Bohemian sisters of no mercy
THIS story of four bohemian sisters opens with a confrontation in 1962 between Noël, the youngest sister, and Christopher Hassell, biographer of Rupert Brooke.
The handsome 20- year- old poet had fallen in love with Noël in 1909 when she was 15 and visiting her eldest sister Margery in Cambridge. Noël’s response to Brooke’s ardour was confused but cool and the relationship was probably unconsummated before Brooke’s death from blood poisoning in 1915 on Skyros.
Hassell, as Brooke’s biographer, was desperate to get his hands on Noël’s letters from Brooke. She, however, was the source from hell, insisting on reading every word of Hassell’s biography and contesting every point.
Watling acknowledges that the Olivier sisters didn’t like being written about. Maybe they suspected that they too could fall prey to biographers because of their relationship with Brooke and their links with the Bloomsbury Group ( Virginia Woolf was godmother to one of Noël’s daughters). But this group biography left me with the faint feeling that the sisters only just bear such extensive scrutiny.
They were the daughters of Sydney Olivier, a colonial administrator, leading light in the Fabian Society, later Secretary Of State For India and a Labour peer. Their mother, Margaret, was the atheist daughter of a circuit judge, mathematician and writer. First cousins of actor Laurence Olivier, Margery, Brynhild, Daphne and Noël spent their early childhood alongside like- minded Fabians at Limpsfield in Surrey. There, they climbed trees and bathed naked in streams. Their late teens were rather different after Sydney became governor of Jamaica and they were expected to adapt to colonial society.
But Margery, a schizophrenic, was incarcerated for much of her adult life, her treatment often barbaric. Brynhild, the second sister, died in her 40s of a cancer now treatable, while Daphne also suffered from mental illness.
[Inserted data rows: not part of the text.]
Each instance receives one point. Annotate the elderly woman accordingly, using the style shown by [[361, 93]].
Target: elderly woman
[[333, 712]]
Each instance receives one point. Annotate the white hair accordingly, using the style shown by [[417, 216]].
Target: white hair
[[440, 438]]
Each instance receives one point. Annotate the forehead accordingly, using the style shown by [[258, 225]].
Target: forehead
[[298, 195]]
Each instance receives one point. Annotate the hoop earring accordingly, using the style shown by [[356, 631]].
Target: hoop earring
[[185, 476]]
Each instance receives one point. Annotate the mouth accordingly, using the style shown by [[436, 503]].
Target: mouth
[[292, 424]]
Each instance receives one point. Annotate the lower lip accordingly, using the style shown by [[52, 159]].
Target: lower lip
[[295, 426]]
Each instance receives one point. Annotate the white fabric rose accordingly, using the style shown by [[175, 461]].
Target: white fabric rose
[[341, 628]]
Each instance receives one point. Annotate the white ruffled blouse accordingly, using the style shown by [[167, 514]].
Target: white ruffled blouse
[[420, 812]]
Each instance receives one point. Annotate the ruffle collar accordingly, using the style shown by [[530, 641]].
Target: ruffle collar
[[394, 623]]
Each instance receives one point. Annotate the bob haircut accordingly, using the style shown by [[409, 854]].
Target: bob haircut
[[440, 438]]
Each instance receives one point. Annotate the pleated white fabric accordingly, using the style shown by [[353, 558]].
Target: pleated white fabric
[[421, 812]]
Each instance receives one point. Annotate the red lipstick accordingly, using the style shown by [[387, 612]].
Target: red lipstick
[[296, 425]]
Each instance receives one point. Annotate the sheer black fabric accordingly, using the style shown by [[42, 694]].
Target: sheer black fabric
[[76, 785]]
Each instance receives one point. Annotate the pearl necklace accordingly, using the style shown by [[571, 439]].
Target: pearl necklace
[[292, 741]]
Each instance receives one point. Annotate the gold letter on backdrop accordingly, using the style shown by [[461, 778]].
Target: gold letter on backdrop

Noël, a mother of five, became a hospital paediatrician despite hostility from both men and women doctors. She died in her late 70s of a stroke. Margery outlived her younger sisters, dying in a geriatric ward in 1974.
Watling charts the women’s challenges over the first seven decades of the 20th century. She looks at the suffrage movement, in which the sisters participated, the strides made in recruiting women as doctors during the First World War and the reverses suffered when the men returned.
Despite my reservations about whether the sisters warrant a full biography, this is a well- researched slice of cultural history, giving poignant snapshots of a world scarcely recognisable. It is also a reminder that women’s rights should never be taken for granted.